The simplest way to build a concurrent program is with processes

For example, a natural approach for building a concurrent server is to accept client connection requests in the parent and then create a new child process to service each new client.

12.2 Concurrent Programming with I/O Multiplexing

The basic idea is to use the select function to ask the kernel to suspend the process, returning control to the application only after one or more I/O events have occurred

select is a complicated function with many different usage scenarios

#include <sys/select.h>
int select(int n, fd_set *fdset, NULL, NULL, NULL);
//Returns: nonzero count of ready descriptors, −1 on error

FD_ZERO(fd_set *fdset); /* Clear all bits in fdset */
FD_CLR(int fd, fd_set *fdset); /* Clear bit fd in fdset */
FD_SET(int fd, fd_set *fdset); /* Turn on bit fd in fdset */
FD_ISSET(int fd, fd_set *fdset); /* Is bit fd in fdset on? */
Macros for manipulating descriptor sets

12.3 Concurrent Programming with Threads

A thread is a logical flow that runs in the context of a process.

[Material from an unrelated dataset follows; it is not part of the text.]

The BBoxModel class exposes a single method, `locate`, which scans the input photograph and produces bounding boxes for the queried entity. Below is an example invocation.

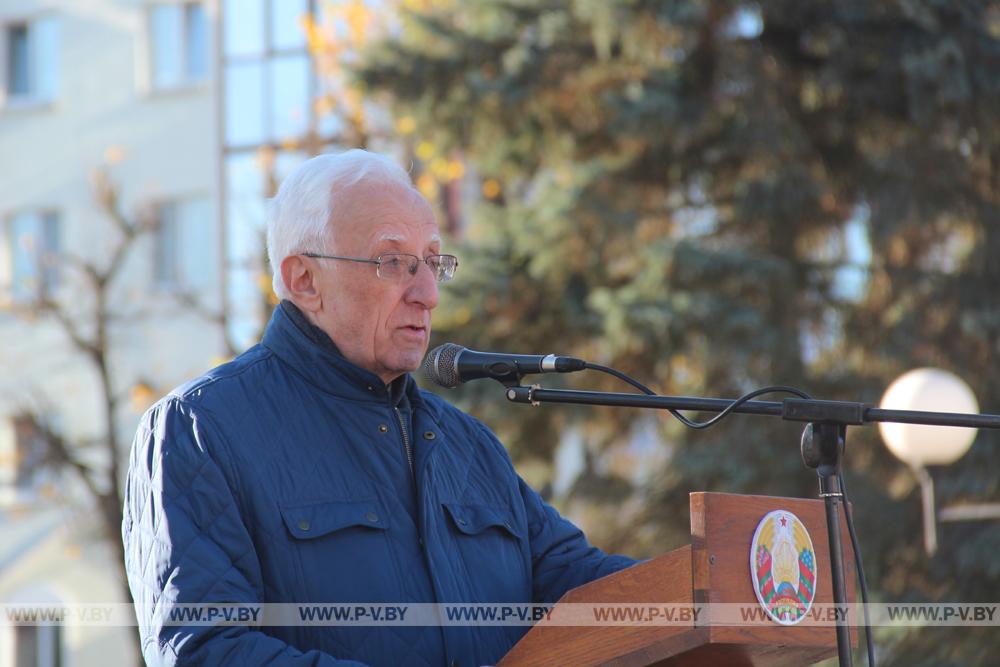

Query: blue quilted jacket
[122,303,635,666]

• The threads are scheduled automatically by the kernel.
• Each thread has its own thread context, including a unique integer thread ID (TID), stack, stack pointer, program counter, general-purpose registers, and condition codes
• All threads running in a process share the entire virtual address space of that process.

12.3.1 Thread Execution Model

The execution model for multiple threads is similar in some ways to the execution model for multiple processes

Thread execution differs from processes in some important ways.

• Because a thread context is much smaller than a process context, a thread context switch is faster than a process context switch
• Threads are not organized in a parent-child hierarchy. They are organized as a pool of threads !!!
  • Independent of which threads were created by which other threads
  • The main thread is distinguished from other threads only in the sense that it is always the first thread to run in the process
  • A thread can kill any of its peers or wait for any of its peers to terminate.
  • Each peer can read and write the same shared data.

12.3.2 Posix Threads

The code and local data for a thread are encapsulated in a thread routine.

• each thread routine takes as input a single generic pointer and returns a generic pointer.
• If you want to pass multiple arguments to a thread routine, then you should put the arguments into a structure and pass a pointer to the structure.(Return is the same)

12.3.3 Creating Threads

#include <pthread.h>
typedef void *(func)(void *);
int pthread_create(pthread_t *tid, 
                   pthread_attr_t *attr,
                   func *f,
                   void *arg);

//Returns: 0 if OK, nonzero on error

The pthread_create function creates a new thread and runs the thread routine f in the context of the new thread and with an input argument of arg

• The attr argument can be used to change the default attributes of the newly created thread.
• When pthread_create returns, argument tid contains the ID of the newly created thread
• The new thread can determine its own thread ID by calling the pthread_self function.

#include <pthread.h>
pthread_t pthread_self(void);
//Returns: thread ID of caller

12.3.4 Terminating Threads

A thread terminates in one of the following ways:

• The thread terminates implicitly when its top-level thread routine returns.
• The thread terminates explicitly by calling the pthread_exit function`. If the main thread calls pthread_exit, it waits for all other peer threads to terminate and then terminates the main thread and the entire process with a return value of thread_return.
• Some peer thread calls the Linux exit function, which terminates the process and all threads associated with the process.
• Another peer thread terminates the current thread by calling the pthread_ cancel function with the ID of the current thread

#include <pthread.h>
void pthread_exit(void *thread_return);
//Never returns

#include <pthread.h>
int pthread_cancel(pthread_t tid);
//Returns: 0 if OK, nonzero on error

12.3.5 Reaping Terminated Threads

#include <pthread.h>
int pthread_join(pthread_t tid, void **thread_return);
//Returns: 0 if OK, nonzero on error

• The pthread_join function blocks until thread tid terminates, assigns the generic (void *) pointer returned by the thread routine to the location pointed to by thread_return, and then reaps any memory resources held by the terminated thread.

12.3.6 Detaching Threads

At any point in time, a thread is joinable or detached

• A joinable thread can be reaped and killed by other threads. Its memory resources (such as the stack) are not freed until it is reaped by another thread.
• a detached thread cannot be reaped or killed by other threads. Its memory resources are freed automatically by the system when it terminates.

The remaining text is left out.